President Vladimir Putin of the Russian Federation

Prime Minister of Russia:
On May 8, 2008, Vladimir Putin was appointed Russian Prime Minister by presidential executive order.
“Russia has grown much stronger in recent years,” Putin said at a session of the Russian Federation State Duma. “We have enough resources to tackle still more ambitious tasks and goals. The important thing is to make competent, effective and proper use of the accumulated potential. For my part I am ready to exert every effort to achieve the goals set, to deliver new and significant results for the prosperity of our country and for the sake of a worthy life for Russian citizens.”

2010s: In the Prime Minister’s job
People are at the centre of the Prime Minister’s attention. Putin said that the authorities must draw their support solely from the Russian people, and if this support is absent, the authorities have no place in power. In November 2011, Putin was nominated as candidate for Russian president.
Vladimir Putin visited sites where work was underway to put out peat bog fires around Kolomna in Moscow Region.
Vladimir Putin took the reconstruction of homes and compensation for victims of the wildfires in the summer of 2010 under his personal control.
Round-the-clock monitoring was set up at the sites where new housing was being built for the fire victims. Video cameras working 24 hours a day were installed at all of the main sites. The construction work could be followed on monitors at the Government House, at Vladimir Putin’s residence, and on the Government website. Families of those killed by the fires received 1 million rubles [$33,000] in compensation, and each member of families affected by the fires received 100,000 rubles. All of the people whose homes were destroyed received new homes or apartments by the start of winter, or, at their request, received monetary compensation. A total of 2,200 families built new homes.
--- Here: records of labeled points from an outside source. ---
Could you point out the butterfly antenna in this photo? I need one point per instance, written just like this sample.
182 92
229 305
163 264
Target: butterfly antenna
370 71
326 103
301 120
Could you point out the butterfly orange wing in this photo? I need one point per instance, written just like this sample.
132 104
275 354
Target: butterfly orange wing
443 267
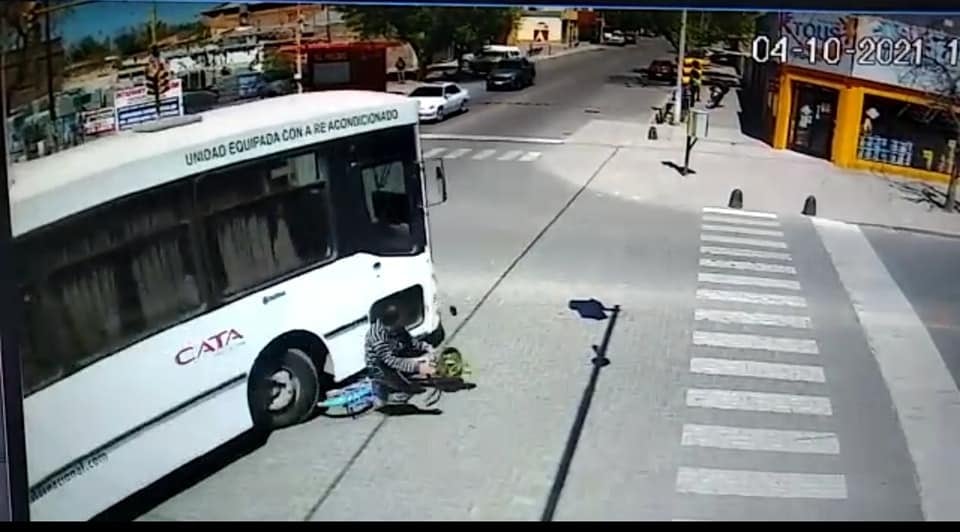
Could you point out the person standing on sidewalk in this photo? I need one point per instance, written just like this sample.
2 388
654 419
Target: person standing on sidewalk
401 66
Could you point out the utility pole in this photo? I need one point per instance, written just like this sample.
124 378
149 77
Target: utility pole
48 48
326 10
678 98
298 76
153 25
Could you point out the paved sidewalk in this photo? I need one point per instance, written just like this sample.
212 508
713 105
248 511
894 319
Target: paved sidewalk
771 180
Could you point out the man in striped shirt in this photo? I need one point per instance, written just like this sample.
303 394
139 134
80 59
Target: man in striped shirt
393 356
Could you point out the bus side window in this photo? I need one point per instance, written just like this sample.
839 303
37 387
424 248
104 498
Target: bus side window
266 219
385 194
104 279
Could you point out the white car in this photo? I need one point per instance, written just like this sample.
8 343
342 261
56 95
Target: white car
439 100
615 38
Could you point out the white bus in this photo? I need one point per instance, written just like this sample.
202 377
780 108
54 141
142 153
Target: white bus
191 280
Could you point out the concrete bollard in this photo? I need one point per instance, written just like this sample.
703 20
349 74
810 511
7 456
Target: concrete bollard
736 199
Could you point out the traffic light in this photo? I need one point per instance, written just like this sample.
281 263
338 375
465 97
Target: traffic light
692 70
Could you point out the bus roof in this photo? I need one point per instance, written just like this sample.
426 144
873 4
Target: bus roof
47 189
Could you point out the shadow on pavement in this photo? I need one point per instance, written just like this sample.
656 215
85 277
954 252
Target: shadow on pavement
408 410
922 193
677 167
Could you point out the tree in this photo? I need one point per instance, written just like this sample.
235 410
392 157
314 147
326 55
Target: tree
430 30
89 48
933 75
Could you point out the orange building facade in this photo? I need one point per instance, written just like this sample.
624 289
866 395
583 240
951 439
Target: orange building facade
859 109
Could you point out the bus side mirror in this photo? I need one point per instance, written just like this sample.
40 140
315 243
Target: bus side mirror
440 179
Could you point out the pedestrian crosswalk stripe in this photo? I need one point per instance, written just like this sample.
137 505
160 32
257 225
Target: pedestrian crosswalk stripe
706 237
761 484
740 221
741 213
751 318
510 155
777 403
748 280
734 296
757 370
745 439
455 154
746 253
754 341
748 266
483 154
742 230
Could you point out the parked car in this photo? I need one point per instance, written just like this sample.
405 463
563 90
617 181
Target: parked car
512 74
614 38
485 61
439 100
662 70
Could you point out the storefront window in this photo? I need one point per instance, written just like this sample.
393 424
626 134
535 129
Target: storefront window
904 134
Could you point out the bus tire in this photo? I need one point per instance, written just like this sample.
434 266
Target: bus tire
284 389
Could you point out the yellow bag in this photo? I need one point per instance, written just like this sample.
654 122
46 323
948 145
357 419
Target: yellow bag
450 364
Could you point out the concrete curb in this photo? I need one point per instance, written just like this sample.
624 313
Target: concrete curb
572 51
486 138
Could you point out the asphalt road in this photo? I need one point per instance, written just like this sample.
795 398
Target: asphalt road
748 378
569 91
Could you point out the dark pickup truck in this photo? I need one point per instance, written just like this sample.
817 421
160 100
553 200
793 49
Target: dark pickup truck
512 74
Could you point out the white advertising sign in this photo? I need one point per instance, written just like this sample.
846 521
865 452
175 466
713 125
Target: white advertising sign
99 121
135 106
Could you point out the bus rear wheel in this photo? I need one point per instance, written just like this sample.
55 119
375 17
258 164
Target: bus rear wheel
284 389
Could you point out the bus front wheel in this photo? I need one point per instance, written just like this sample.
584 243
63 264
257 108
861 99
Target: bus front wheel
283 389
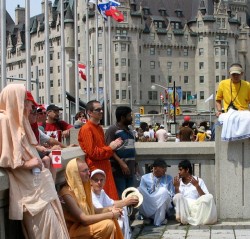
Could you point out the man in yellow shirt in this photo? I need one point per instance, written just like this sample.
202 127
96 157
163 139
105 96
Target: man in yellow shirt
234 92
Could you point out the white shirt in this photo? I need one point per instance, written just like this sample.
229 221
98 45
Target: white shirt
161 135
190 191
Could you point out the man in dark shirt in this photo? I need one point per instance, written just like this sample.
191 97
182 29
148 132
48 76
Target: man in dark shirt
54 127
123 160
186 133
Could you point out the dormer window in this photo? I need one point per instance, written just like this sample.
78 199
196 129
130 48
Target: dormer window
175 25
159 24
146 11
163 12
178 12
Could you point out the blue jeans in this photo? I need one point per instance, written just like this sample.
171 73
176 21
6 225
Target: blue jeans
122 183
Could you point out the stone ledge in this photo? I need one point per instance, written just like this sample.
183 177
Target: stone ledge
174 148
67 154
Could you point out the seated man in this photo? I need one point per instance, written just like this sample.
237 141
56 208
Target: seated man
193 203
101 200
82 218
157 190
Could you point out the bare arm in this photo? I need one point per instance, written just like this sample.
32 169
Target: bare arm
122 164
218 105
126 202
84 219
53 142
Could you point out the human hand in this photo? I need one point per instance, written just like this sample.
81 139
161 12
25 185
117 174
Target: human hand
132 200
33 163
41 148
46 161
116 144
65 133
176 182
116 212
124 168
193 181
218 113
56 147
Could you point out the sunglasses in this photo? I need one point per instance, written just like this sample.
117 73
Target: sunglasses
33 111
96 180
98 109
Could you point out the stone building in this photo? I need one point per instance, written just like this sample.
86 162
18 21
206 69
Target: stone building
189 43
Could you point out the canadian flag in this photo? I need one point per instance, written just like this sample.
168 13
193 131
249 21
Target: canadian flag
81 70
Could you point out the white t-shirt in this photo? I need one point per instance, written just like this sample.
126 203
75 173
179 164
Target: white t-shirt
190 191
43 138
102 200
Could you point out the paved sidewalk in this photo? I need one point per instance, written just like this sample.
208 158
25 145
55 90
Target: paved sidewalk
173 230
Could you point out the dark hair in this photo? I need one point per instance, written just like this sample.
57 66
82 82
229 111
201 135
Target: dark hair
79 114
185 123
143 126
122 111
90 105
236 64
185 164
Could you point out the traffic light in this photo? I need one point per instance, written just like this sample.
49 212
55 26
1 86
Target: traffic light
142 110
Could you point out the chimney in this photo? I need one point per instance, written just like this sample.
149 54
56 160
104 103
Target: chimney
43 6
20 14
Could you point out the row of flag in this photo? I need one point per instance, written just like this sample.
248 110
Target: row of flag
108 8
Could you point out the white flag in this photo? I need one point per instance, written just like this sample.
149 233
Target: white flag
209 98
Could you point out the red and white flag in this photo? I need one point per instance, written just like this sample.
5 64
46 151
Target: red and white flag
82 71
56 158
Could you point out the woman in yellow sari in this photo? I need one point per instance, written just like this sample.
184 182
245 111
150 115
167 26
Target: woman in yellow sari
82 219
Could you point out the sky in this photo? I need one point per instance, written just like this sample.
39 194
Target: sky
35 7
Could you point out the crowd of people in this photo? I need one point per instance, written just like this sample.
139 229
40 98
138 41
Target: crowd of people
90 204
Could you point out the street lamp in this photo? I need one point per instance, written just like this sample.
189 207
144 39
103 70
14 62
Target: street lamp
70 64
131 98
153 87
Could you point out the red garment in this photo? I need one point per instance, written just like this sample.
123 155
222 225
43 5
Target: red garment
91 140
55 130
34 127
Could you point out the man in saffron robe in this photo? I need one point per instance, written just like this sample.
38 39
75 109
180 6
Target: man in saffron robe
82 218
37 205
91 140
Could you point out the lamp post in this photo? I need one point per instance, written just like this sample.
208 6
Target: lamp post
153 87
131 98
70 64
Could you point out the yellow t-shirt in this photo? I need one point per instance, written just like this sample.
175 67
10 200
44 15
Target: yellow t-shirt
240 94
201 136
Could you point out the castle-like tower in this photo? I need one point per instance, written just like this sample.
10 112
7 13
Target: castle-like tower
191 43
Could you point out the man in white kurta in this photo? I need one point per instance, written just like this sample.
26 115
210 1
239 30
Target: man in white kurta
193 203
100 200
157 190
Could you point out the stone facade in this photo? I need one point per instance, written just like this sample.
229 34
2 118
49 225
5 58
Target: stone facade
191 43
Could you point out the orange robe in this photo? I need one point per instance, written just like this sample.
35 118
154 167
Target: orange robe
91 140
81 193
President Vladimir Putin of the Russian Federation

“If I do something, I try to see it through to its completion, or at least try to ensure that it brings the maximum result”:
Vladimir Putin is an active supporter of measures to develop the agricultural sector. “Step by step, we are becoming full-fledged masters of our own food and agricultural markets. This is the result of our work to develop the country’s agricultural sector, and is the visible fruit of the hard work put in by our grain growers, livestock farmers, and processing companies,” he said.
Support for military personnel is another priority for Putin. Servicemen will see their service pay and military pensions increase substantially by 2013, and they will receive housing.
On September 5, 2011, Vladimir Putin announced that over the course of the 2011-2012 academic year, teachers’ wages all around the country must be at least as high as the average wage in each given region’s economy. He has taken this process under his personal control.

Presidential candidate:
The delegates at the second round of United Russia’s 12th party congress approved Vladimir Putin as their candidate in the 2012 presidential election.
Vladimir Putin was elected President of Russia on March 4, 2012.